# Low Res CD



## Andrew Vlcek (May 27, 2011)

For those of you who sell low res CDs to clients, what dpi and size do you scale the photos down to?  Im trying to find a good size that is ok to use on facebook or online albums, but small enough that it will not print great.


----------



## KmH (May 28, 2011)

First off, PPI would be meaningless. You could make the PPI = 1 if you want. It won't have any effect on how the photo looks on the CD.

PPI has no meaning until an image will be printed, and the PPI could be re-set by the client from whatever you value you used. 

All that matters is the pixel dimensions and the file size. For online use I limit pixel dimension to 600 px on the long side.

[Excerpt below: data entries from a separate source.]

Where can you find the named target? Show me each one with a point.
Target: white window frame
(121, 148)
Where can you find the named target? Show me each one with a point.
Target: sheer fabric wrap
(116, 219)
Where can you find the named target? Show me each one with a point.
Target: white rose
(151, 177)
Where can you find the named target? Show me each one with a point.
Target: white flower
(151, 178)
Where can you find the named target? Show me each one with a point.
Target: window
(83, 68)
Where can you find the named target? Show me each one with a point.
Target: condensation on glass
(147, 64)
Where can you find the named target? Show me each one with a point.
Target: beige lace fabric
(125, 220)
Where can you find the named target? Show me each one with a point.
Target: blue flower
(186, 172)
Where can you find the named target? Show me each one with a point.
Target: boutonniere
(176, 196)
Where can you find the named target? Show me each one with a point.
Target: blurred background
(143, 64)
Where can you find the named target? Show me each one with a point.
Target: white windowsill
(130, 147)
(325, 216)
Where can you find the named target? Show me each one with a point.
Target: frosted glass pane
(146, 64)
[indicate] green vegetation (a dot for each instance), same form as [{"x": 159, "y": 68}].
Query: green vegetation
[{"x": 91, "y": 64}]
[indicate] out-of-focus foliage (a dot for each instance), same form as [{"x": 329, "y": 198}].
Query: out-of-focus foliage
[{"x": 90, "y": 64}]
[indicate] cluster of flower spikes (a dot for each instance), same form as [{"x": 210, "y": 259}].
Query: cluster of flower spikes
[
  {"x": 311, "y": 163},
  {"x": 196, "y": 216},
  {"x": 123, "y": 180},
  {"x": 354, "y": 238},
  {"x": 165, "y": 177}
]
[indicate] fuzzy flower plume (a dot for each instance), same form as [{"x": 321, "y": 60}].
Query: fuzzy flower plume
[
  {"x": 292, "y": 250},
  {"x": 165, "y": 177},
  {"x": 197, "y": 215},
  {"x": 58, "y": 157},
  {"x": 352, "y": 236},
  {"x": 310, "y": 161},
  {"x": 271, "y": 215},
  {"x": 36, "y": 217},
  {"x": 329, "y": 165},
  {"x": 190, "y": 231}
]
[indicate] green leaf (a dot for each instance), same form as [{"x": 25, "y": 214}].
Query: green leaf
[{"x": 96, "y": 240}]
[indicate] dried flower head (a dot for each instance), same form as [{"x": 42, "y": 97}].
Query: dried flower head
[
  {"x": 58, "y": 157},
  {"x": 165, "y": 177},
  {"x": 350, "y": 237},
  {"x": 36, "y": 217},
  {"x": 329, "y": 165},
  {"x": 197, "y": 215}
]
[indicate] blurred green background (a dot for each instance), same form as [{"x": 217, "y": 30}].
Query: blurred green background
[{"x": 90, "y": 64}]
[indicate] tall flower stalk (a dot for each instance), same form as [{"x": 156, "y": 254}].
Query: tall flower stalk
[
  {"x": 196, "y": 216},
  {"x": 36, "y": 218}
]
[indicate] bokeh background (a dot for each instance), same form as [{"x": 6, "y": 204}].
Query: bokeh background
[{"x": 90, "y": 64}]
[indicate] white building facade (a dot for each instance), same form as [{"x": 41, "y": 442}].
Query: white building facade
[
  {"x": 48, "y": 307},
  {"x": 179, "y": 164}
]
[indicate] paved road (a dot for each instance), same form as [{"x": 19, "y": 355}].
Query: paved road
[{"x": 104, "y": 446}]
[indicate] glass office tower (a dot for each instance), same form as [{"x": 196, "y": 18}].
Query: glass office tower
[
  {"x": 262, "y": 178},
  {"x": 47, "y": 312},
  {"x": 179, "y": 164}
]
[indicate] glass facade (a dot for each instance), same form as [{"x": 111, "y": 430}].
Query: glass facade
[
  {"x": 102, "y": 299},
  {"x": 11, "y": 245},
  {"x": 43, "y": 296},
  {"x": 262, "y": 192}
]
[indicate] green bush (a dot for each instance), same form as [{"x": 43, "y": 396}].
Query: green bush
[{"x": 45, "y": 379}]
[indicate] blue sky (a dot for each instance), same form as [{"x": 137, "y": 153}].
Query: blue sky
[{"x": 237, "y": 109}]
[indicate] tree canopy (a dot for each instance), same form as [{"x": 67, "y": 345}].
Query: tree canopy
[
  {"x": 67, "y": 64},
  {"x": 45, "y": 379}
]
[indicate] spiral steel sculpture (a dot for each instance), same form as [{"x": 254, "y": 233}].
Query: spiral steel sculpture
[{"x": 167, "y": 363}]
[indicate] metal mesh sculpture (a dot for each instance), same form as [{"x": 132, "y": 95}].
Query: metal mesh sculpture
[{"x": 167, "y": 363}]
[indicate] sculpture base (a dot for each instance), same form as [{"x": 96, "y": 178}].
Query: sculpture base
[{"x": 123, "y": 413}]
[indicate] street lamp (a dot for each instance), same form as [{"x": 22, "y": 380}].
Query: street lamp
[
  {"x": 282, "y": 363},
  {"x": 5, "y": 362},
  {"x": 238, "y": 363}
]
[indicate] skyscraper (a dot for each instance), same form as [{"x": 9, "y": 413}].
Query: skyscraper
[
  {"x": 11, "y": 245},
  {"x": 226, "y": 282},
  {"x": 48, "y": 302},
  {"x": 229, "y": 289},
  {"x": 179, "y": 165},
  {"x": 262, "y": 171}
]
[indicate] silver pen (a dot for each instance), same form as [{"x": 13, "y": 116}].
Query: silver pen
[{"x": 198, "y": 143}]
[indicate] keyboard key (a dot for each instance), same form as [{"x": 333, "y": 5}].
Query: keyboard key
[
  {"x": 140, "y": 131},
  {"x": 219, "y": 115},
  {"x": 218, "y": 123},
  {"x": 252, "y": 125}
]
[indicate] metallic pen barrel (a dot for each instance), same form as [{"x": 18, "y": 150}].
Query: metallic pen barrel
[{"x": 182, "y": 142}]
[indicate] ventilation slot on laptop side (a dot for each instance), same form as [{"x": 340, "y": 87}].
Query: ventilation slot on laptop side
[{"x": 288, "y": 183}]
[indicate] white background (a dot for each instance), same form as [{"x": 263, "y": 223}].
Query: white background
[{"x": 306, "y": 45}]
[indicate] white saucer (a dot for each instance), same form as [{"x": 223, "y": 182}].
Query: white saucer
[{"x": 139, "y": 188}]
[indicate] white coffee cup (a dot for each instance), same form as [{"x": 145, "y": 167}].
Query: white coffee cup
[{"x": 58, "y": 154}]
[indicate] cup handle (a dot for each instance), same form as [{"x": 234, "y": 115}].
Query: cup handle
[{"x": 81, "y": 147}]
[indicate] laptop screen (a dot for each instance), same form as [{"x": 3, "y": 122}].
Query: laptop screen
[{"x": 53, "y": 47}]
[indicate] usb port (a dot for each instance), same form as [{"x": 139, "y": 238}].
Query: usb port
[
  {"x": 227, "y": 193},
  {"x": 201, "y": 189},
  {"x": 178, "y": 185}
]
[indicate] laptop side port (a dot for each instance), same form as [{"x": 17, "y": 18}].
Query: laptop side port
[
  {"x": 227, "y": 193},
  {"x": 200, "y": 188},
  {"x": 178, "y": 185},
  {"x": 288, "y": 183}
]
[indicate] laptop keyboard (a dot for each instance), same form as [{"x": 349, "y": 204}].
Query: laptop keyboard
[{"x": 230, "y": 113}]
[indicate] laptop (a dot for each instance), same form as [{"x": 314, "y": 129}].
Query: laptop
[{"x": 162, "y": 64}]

Most commercial clients don't need more than 400 px on the long side for online use.


----------



## Andrew Vlcek (May 28, 2011)

Maybe we are talking about 2 different things. Is ppi and dpi the same thing? Ppi=pixels per inch and dpi=dots per inch. If I were to change the dpi from 300 to 72, the physical print size does not change, however it will shrink the photo if viewing on a computer screen. It will become much smaller at 72dpi.


----------



## orljustin (May 29, 2011)

No it won't.  The only that that matters is the w x h pixel dimensions.  dpi is only used when printing.


----------



## KmH (May 29, 2011)

A short discussion of how DPI and PPI differ. DPI and PPI Explained &#8211; Andrew Dacey Photography

The 2 terms are not interchangeable.

More DPI - PPI facts. http://www.unleash.com/knpepper/dpi/


----------



## Andrew Vlcek (May 30, 2011)

The size does in fact change on my screen. For example, let's say an image of 400 pixels wide with a dpi of 100 and a screen res of 100. You change the dpi to 200 and the image will now be displayed at half the size, only 200 pixels wide. However, the print size doesn't change. Open an image in photoshop and try it. just change the dpi and you'll see your image displayed smaller. You'll also see as soon as you change the dpi, the pixel dementions change automatically.


----------



## Andrew Vlcek (May 30, 2011)

Oops sorry, typo. Changing from 100 dpi to 200 doubles the size on the screen, not half.


----------



## Robin Usagani (May 30, 2011)

Go to facebook, right click on someone image, see the pixel x pixel size.  Make it that size.


----------